Tracing a single concurrent request

What do you do when you need to trace a concurrent request for troubleshooting or performance tuning purposes? Here we take a look at some most obvious methods and one which I found the most convenient in many cases.
There are some well-known methods I used to use most often:
  1. The easiest one – “catch” the DB session while it’s executing and enable trace manually with DBMS_SESSION.START_TRACE_IN_SESSION, DBMS_MONITOR.SESSION_TRACE_ENABLE or other command you like best;
  2. Enable tracing for the concurrent program using “Enable Trace” option inSystem Administrator responsibility -> Concurrent -> Program -> Define form.
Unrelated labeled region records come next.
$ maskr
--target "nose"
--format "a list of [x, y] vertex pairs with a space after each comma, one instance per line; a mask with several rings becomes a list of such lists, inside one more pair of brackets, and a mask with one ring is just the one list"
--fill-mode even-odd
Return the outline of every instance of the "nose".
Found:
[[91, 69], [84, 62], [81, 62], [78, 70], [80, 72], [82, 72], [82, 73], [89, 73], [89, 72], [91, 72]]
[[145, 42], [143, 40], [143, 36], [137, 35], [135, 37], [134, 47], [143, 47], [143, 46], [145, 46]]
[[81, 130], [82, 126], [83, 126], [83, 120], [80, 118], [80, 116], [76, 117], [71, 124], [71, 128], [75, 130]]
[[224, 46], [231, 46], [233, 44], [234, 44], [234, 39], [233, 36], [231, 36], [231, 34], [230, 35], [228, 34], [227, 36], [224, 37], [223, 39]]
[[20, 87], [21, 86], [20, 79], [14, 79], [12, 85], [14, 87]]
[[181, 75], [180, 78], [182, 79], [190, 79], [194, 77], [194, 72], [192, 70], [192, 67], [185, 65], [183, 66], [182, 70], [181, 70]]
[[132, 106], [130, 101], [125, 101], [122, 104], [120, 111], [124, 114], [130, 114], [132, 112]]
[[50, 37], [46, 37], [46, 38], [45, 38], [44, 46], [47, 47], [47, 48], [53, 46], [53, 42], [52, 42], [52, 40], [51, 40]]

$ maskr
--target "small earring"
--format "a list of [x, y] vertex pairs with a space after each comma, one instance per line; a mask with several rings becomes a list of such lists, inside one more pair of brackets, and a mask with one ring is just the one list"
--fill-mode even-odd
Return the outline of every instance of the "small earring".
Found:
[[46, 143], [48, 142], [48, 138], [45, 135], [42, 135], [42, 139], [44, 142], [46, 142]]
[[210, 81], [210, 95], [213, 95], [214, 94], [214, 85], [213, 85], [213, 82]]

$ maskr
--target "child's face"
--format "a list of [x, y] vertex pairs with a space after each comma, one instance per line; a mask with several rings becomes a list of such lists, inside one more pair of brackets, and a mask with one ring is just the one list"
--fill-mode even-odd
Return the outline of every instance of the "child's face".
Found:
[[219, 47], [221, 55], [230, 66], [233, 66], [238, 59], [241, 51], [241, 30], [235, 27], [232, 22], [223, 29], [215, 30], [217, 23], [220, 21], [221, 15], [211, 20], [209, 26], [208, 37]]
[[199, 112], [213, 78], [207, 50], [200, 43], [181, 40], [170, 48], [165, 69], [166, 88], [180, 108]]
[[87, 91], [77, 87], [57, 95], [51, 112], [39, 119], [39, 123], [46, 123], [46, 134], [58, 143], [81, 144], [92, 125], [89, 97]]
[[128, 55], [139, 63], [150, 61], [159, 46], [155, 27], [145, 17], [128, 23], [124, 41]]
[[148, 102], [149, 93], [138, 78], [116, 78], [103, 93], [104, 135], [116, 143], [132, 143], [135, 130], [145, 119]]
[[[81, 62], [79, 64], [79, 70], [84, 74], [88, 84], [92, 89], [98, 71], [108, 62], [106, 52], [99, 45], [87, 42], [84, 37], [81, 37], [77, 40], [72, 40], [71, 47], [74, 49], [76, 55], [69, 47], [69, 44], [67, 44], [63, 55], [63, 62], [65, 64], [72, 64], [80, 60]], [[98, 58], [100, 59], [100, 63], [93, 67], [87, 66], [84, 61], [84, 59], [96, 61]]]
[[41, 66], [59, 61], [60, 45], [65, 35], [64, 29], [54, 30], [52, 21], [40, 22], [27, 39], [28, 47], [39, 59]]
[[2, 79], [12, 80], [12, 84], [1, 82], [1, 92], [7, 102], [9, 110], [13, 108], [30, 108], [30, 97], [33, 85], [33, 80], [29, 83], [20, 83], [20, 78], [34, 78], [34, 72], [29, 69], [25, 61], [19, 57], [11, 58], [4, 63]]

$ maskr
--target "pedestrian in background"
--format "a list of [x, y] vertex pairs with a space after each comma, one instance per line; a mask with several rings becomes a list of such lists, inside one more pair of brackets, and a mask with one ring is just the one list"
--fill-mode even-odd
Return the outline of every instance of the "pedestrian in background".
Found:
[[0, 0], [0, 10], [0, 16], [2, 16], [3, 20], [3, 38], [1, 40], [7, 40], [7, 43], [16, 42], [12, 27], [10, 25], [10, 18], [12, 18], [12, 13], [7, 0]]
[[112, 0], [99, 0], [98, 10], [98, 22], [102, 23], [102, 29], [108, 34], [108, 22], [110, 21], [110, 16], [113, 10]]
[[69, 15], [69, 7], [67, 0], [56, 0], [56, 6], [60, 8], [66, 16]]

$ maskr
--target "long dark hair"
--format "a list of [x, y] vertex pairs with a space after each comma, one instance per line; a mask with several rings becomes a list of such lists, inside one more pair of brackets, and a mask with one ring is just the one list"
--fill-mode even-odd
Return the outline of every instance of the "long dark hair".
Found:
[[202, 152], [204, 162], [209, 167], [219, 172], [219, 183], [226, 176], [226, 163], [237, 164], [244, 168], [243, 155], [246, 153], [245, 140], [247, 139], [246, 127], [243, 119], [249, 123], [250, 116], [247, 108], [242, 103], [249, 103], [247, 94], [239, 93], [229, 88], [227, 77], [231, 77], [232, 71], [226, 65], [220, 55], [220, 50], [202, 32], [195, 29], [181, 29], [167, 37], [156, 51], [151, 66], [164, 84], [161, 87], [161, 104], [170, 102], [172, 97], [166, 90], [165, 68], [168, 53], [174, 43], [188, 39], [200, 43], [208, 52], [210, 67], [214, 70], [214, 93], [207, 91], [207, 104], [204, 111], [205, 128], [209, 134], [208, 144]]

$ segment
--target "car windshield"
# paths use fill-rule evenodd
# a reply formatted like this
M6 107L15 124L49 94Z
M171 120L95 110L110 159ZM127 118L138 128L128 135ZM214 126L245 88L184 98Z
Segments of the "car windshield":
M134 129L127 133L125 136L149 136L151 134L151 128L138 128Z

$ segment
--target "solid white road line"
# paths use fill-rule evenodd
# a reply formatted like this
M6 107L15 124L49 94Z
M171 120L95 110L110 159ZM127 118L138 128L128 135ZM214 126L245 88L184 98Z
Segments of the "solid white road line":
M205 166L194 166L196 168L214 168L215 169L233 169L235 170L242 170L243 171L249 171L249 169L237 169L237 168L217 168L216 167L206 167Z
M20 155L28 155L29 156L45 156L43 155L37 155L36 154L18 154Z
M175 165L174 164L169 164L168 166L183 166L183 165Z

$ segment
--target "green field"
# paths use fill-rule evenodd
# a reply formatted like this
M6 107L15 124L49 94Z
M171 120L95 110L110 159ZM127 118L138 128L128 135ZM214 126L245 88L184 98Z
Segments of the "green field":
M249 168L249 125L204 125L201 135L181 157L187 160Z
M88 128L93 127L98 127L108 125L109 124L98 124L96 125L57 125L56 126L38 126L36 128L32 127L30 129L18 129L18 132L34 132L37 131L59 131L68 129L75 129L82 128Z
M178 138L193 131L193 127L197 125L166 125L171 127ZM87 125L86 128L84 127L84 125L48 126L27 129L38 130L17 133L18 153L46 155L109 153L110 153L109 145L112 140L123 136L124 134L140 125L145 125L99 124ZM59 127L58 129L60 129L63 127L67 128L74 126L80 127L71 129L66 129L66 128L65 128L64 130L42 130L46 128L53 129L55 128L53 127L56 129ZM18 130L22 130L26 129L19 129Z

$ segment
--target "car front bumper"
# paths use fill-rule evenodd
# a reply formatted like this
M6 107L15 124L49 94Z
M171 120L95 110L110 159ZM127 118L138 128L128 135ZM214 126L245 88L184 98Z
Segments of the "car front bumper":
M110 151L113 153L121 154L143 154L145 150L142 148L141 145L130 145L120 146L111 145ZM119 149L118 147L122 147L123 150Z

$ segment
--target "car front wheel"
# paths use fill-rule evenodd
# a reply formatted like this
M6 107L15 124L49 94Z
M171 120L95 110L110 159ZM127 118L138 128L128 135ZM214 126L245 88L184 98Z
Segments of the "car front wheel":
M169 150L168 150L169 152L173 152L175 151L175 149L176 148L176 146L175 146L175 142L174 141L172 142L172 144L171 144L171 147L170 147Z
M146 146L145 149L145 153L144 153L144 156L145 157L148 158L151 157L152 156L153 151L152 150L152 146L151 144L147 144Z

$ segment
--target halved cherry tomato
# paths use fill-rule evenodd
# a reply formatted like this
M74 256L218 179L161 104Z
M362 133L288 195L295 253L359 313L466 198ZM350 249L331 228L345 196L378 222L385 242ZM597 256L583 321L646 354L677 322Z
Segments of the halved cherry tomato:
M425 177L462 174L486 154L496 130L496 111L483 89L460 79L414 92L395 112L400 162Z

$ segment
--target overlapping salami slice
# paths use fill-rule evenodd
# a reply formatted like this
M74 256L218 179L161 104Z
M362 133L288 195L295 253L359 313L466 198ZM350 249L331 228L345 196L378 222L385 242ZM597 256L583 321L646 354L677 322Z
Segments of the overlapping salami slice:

However, there are some drawbacks to these methods: You may not be quick enough to enable the tracing manually or you won’t see the statements that were executed just after start of concurrent request as tracing was not yet enabled at the moment. Or, you will not get the information of waitevents and binds in the trace file if you use “Enable trace” option.
How to avoid these drawbacks? There’s a profile option “SQL Statement – Custom”, set it to a value: “BEGIN FND_CTL.FND_SESS_CTL(”,”, ”, ‘TRUE’,”,’ALTER SESSION SET TRACEFILE_IDENTIFIER=’||””||’USERID’ ||””||’ EVENTS =’||””||’ 10046 TRACE NAME CONTEXT FOREVER, LEVEL 12 ‘||””); END;” and you’ll get a trace file with all the waitevents and binds for all the user sessions. The statement can be adjusted to your needs, but remember – the profile option value field is just 240 characters long. But here’s another problem – all the user sessions are traced including self service, forms, scheduled CRs and submitted CR’s. You may end up with hundreds of trace files struggling to find the needed one.
As I later found out, there is a nice profile option “Concurrent: Allow Debugging“, which allows enabling of debugging/tracing levels just for a particular concurrent request upon submission. You can set it to “Yes” and instruct the user to submit the request once again and use the button “Debug Options”…


you’ll get a single trace file with a name {sid}_ora_{process_id}_{eBS_User}_CR{request_id}.trc in your DB udump directory.